Blog <- readLines("en_US.blogs.txt", encoding = "UTF-8", skipNul = TRUE, warn = FALSE)
News <- readLines("en_US.news.txt", encoding = "UTF-8", skipNul = TRUE, warn = FALSE)
Twit <- readLines("en_US.twitter.txt", encoding = "UTF-8", skipNul = TRUE, warn = FALSE)
#3. Datasets statistics
len_blogs <- length(Blog)
size_blogs <- object.size(Blog)
words_blogs<-length(words(Blog))
len_news <- length(News)
size_news <- object.size(News)
words_news<-length(words(News))
len_twit <- length(Twit)
size_twit <- object.size(Twit)
words_twit<-length(words(Twit))
file_name <- c("en_US.blogs.txt","en_US.news.txt","en_US.twitter.txt")
size <- c(format(size_blogs, units = "auto"), format(size_news, units = "auto"),format(size_twit, units = "auto"))
lines <- c(format(len_blogs, big.mark=","),format(len_news, big.mark=","),format(len_twit, big.mark=","))
numb_words <- c(format(words_blogs, big.mark=","),format(words_news, big.mark=","),format(words_twit, big.mark=","))
data_stats <- data.frame (file_name,size,lines,numb_words)
colnames(data_stats) <- c('File Name', 'File Size', 'Number of Lines', 'Number of words')
formattable(data_stats)
| File Name | File Size | Number of Lines | Number of words |
|---|---|---|---|
| en_US.blogs.txt | 255.4 Mb | 899,288 | 37,334,131 |
| en_US.news.txt | 19.8 Mb | 77,259 | 2,643,969 |
| en_US.twitter.txt | 319 Mb | 2,360,148 | 30,373,583 |
As these files are large, and requiring a lot of computer resources, the data was sampled and we used 0.1%, 0.3% and 1% sample size based on the file sizes. The corpus will then be generated by using the sample created.
set.seed(123)
blogsSample <- Blog[rbinom(length(Blog) * 0.003, length(Blog), 0.5)]

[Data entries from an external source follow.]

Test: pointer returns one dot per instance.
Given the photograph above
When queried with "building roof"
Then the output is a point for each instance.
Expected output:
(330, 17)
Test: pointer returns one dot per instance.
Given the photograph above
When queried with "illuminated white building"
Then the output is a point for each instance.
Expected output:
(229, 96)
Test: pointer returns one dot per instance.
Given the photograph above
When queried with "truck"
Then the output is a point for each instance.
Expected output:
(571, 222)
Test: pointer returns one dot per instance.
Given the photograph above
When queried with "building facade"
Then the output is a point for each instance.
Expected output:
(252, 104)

newsSample <- News[rbinom(length(News) * 0.01, length(News), 0.5)]
twitSample <- Twit[rbinom(length(Twit) * 0.001, length(Twit), 0.5)]
rm(Blog, Twit, News)
Data <- paste(blogsSample, newsSample, twitSample)
mCorpus <- VCorpus(VectorSource(Data))
To clean the corpus,first it was transformed to all lowercase and then the following were removed: Punctuation, Extra Whitespaces, Stopwords, and Numbers.

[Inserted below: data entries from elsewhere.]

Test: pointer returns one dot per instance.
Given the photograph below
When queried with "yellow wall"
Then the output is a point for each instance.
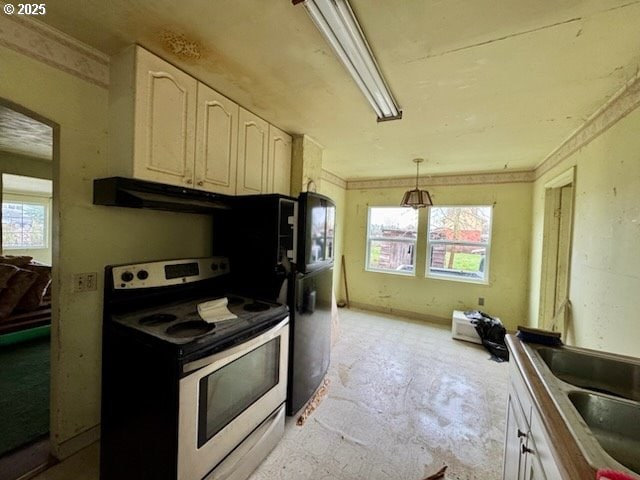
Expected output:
(505, 296)
(87, 237)
(338, 195)
(605, 265)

mCorpus <- tm_map(mCorpus, tolower)
mCorpus <- tm_map(mCorpus, removePunctuation)
mCorpus <- tm_map(mCorpus, removeNumbers)
mCorpus <- tm_map(mCorpus, removeWords, stopwords("english"))
mCorpus <- tm_map(mCorpus, stemDocument)
mCorpus <- tm_map(mCorpus, stripWhitespace)
mCorpus <- tm_map(mCorpus, PlainTextDocument)
We created a Document Term Matrix and select the most frequent words (to 100 and top25. We visualized the frequency of the words in a histogram and world cloud format.
dtm <- DocumentTermMatrix(mCorpus)
frequency<-colSums(as.matrix(dtm))
frequency<-sort(frequency,decreasing = TRUE)
Fq_df<-as.data.frame(frequency)
Fq_df <- cbind(rownames(Fq_df), data.frame(Fq_df, row.names=NULL ))
colnames(Fq_df)<-c("word","frequency")
top100<-Fq_df[1:100,]
top25<-Fq_df[1:25,]
formattable(Fq_df[1:10,])
| word | frequency |
|---|---|
| will | 832 |
| said | 742 |
| one | 718 |
| get | 705 |
| time | 618 |
| year | 616 |
| just | 590 |
| can | 586 |
| like | 510 |
| day | 507 |
#Histogram of the 25 Top Unigrams
ggplot(top25, aes(x=reorder(word, frequency),y=frequency)) +
geom_bar(stat="identity", width=0.5, fill="blue") +
labs(title="Top 25 Unigrams")+
xlab("Unigrams") + ylab("Frequency") +
theme(axis.text.x=element_text(angle=45, vjust=0.6))
#wordcloud
wordcloud(mCorpus, max.words = 200, random.order = FALSE, colors=brewer.pal(8,"Dark2"))
## Findings
The top 5 most frequent words are : will, said, one, get, time
The next step is to finish the exploratory analysis by looking at the most frequent two words and three words. Then, based on that information to create a prediction model that will suggest a word to complete the first word entered by the user. This final model will be included in the Shiny app.